Toller Krimi, gerne empfehle ich das Buch weiter!
ausgelesen –
Wyk auf Föhr zu Neujahr gibt es eine tolle Sitte das Kenkerns .Dann gehen die Menschen verkleidet rum und bitten mit einem Reim ums Süßigkeiten.
Doch diesesmal endet dieser Brauch mit einem grausamen Mord.
Eine Leiche wird gefunden..verbrannt.
Das Ermittler Paar Birte Lohse und Rainer Speckmann werden zur Hilfe geholt. Mit ihnen ein Forensik Team .

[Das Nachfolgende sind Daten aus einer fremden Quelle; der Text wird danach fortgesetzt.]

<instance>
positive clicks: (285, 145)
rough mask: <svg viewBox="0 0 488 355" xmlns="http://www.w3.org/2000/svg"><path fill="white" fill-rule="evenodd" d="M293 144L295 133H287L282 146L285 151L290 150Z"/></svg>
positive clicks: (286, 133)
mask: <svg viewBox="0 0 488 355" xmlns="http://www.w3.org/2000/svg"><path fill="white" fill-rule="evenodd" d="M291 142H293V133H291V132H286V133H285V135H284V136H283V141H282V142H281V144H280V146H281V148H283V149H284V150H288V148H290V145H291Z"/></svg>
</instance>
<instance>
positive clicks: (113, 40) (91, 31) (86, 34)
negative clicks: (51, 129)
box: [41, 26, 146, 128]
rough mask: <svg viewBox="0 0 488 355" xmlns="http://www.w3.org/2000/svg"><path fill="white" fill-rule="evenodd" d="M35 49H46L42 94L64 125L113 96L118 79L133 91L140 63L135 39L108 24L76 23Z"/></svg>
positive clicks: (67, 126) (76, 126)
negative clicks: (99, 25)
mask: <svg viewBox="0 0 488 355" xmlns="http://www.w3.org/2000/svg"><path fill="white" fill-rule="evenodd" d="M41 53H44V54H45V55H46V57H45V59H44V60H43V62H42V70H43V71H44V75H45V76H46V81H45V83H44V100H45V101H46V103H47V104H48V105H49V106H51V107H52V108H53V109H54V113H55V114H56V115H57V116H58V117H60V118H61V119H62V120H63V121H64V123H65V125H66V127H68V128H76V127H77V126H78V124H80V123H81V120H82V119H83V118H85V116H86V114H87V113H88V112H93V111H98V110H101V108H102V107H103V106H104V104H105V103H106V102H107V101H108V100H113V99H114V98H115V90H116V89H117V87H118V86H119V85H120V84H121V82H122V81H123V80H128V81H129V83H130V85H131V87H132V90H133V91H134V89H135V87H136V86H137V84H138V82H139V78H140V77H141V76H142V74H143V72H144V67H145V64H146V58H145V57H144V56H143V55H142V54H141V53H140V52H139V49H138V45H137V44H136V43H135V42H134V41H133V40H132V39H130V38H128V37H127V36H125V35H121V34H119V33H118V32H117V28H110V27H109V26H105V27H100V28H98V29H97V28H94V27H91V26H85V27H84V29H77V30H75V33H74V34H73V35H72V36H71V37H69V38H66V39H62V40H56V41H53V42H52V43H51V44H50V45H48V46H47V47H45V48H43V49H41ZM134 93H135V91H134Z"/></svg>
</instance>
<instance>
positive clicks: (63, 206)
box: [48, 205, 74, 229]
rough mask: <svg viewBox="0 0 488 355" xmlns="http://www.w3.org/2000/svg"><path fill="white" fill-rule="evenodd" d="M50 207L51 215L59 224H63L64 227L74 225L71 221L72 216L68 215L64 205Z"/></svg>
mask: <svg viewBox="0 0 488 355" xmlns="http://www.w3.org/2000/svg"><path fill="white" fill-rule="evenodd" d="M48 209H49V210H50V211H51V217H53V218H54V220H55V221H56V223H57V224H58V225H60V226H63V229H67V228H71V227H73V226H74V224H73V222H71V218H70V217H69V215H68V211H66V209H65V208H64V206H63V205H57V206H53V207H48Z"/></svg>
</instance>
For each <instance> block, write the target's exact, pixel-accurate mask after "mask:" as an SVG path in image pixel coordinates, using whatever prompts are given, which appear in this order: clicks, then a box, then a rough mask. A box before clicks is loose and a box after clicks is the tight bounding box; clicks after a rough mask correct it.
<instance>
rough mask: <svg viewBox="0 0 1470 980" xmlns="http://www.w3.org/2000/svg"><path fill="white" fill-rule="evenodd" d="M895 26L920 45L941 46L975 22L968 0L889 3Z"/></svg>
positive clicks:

Nach kürzester Zeit wird noch eine junge Frau als vermisst gemeldet . Die Zeit drängt also
Die ganze Insel begibt sich auf die Suche nach den jungen Frauen .Dabei wird die zweite Leiche , wieder grausam, verbrannt gefunden .
Das Ermittlerteam kann zwar auf die Mithilfe auf fast der ganzen Insel hoffen. aber sagen auch alle die Wahrheit?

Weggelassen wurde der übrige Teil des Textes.